Целый час я сидел напротив «Ночного дозора». Назойливые японцы, проходя, щелкали камерами. Там у себя на островах они разберутся, что к чему. Только одна усталая девушка, темноволосая, итальянка по виду, смотрела на картину. Потом она вынула батистовый платок и стала протирать глаза. Я что-то хотел сказать ей. Но понял, что не надо. Нам нечего сказать друг другу. Все уже было сказано за нас.
Зазвенел звонок. Можно было протянуть еще три-четыре минуты. Не стало японцев. Девушка ушла. Выразительно поглядел на меня сторож. У меня оставалась минута. О чем я подумал? О реке под железнодорожным мостом. Об этой картине, к которой я приду завтра снова.
О чем еще?
О том, что я третий Рейн.
ПОЭТ ЕВГЕНИЙ РЕЙН И МОДА 50-х ГОДОВ[13]
(интервью)
В этом интервью нет ни слова о поэзии. Евгений Рейн — главный щеголь обеих столиц — вспоминает моду ушедшей эпохи. С поэтом беседует Настя Смирнова.
Может быть, начать с Ваших школьных лет? Года с 47-го?
— Тогда цвела мода, совершенно не связанная с Западом. Отчасти это была сталинская довоенная мода, но уже сильно окрашенная в тона блатной романтики. Во время войны очень большую роль стал играть уголовный мир: кланы, суки, воры, разборки — все это оказывало влияние на молодежную моду. Города были поделены между подростковыми бандами, которые, разумеется, подражали взрослым. Члены этих банд были одеты совершенно одинаково. Обязательным головным убором была серая кепка из букле, называемая по таинственным причинам «лондонка», к ней прилагались белый шелковый шарф и черное двубортное драповое пальто. Широкие брюки лихо заправляли в сапоги. Курили «Беломорканал», потом очень дешевые тоненькие папироски-«гвоздики». Были популярны сейчас уже забытые сорта — «Звездочка», среди людей побогаче — «Казбек», «Северная Пальмира».
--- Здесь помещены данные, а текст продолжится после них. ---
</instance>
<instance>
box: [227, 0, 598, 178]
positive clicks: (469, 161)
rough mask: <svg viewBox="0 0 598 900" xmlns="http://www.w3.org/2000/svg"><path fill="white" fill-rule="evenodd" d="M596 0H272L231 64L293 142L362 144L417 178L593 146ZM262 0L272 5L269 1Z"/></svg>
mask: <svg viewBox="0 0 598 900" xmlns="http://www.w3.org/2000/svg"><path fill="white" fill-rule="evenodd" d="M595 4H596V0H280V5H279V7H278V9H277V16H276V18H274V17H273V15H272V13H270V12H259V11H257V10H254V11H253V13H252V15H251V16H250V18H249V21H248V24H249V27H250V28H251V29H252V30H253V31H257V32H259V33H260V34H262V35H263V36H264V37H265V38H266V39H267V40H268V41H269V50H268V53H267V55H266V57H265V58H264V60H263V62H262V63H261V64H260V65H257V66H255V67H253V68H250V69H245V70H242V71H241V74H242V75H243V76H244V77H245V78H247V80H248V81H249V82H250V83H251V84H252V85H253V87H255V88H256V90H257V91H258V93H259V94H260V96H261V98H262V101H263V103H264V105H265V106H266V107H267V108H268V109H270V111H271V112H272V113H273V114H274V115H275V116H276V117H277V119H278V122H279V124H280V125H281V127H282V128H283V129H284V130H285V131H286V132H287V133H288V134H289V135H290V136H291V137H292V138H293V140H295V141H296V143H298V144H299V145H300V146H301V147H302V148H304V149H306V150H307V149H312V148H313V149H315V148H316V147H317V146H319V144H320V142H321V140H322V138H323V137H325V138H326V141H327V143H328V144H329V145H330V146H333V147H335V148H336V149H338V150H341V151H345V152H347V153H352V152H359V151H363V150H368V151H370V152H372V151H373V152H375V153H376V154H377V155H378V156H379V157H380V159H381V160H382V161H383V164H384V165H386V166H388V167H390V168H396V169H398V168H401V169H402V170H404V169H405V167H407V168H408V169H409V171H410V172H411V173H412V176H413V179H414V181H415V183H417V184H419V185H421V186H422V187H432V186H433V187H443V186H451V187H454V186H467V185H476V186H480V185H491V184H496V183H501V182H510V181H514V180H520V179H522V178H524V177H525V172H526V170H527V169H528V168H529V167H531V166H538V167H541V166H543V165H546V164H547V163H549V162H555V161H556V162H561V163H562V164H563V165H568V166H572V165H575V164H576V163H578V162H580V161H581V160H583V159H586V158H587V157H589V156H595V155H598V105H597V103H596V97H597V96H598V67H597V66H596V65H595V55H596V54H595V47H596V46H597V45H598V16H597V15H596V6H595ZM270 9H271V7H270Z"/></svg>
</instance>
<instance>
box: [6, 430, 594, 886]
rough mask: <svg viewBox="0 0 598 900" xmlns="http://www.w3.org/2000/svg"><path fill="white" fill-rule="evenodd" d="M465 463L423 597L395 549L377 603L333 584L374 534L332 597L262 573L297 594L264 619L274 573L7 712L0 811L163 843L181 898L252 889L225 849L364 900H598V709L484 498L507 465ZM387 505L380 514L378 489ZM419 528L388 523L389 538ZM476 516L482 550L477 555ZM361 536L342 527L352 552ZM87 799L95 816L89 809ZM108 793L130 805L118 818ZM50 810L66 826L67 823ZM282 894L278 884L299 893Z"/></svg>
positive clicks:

Вас коснулась эта бандитская мода?
— Я учился в 206-й школе на углу Фонтанки и Чернышева переулка. Известная в Ленинграде школа, бывшее коммерческое училище имени Петра Великого. Там многое сохранилось из дореволюционной обстановки: амфитеатры аудиторий, роскошная библиотека, какие-то странные старые приборы в кабинете физики, заспиртованные зародыши в кабинете естествознания. Школа находилась на территории банды некоего Швейка, семнадцатилетнего уголовника. Ему когда-то отрезало трамваем ногу, и на всю школу наводил ужас одинокий сапог, торчащий из-под пальто. В моем классе учились двое из швейковской банды, даже помню их фамилии — Клочков и Круглов. Им и в одежде подражали…
Ведь школьной формы еще не было?
— Да, ходили кто в чем. Хотя существовала школьная мода: кофточки-«москвички» на кокетке и клешеобразные брюки. У меня даже году в 50-м были штаны от настоящего морского обмундирования — предмет гордости. Огромное влияние на моду, конечно, оказала война. Многие ходили в остатках военной формы — гимнастерках, галифе, офицерских сапогах. Часто шили на заказ одежду военного образца. Первые годы своего студенчества я, например, носил френч. Подражая Сталину и Маленкову, френчи носили партработники, бывшие военные, а следом и студенты — это считалось таким партийно-военным шиком. Припоминаю, что френчи бывали чрезвычайно элегантного кроя. Шились они точно по фигуре и ловко сидели. Очень важно было достать хороший материал типа бостона или шевиота. Вообще, и сразу после войны, и в 50-е годы главной идеей была идея отреза ткани. Количество отрезов определяло имущественное положение гражданина. Благодаря заработкам моей бабки — высококлассной портнихи — мы тогда уже жили не бедно, и я даже щеголял в роскошном шерстяном френче.
В вашей семье были, модники?
— В моей семье отношения с одеждой были профессиональными. Мой дед Александр Маркович Зисканд был известным на Украине торговцем конфекционом. Он владел огромным магазином готового платья в Екатеринославе, у этого магазина даже существовали филиалы в Одессе и в Киеве. Большой был знаток мужского костюма. В эвакуации моя бабка спасла своими портновскими талантами всю семью от голодной смерти — ей даже там находилась работа.
По части модной одежды на меня сильно повлиял отчим. Отец погиб на фронте в 1944 году. Мама вышла замуж за его ближайшего друга, Сергея Николаевича Кузьмина. Весьма примечательная личность — дворянин, сын царского генерала…
Невероятно, что он уцелел в это жуткое время…
13
Впервые это интервью (сокращенный вариант) было опубликовано в журнале «HARPER’s BAZAAR» (март 1997 года).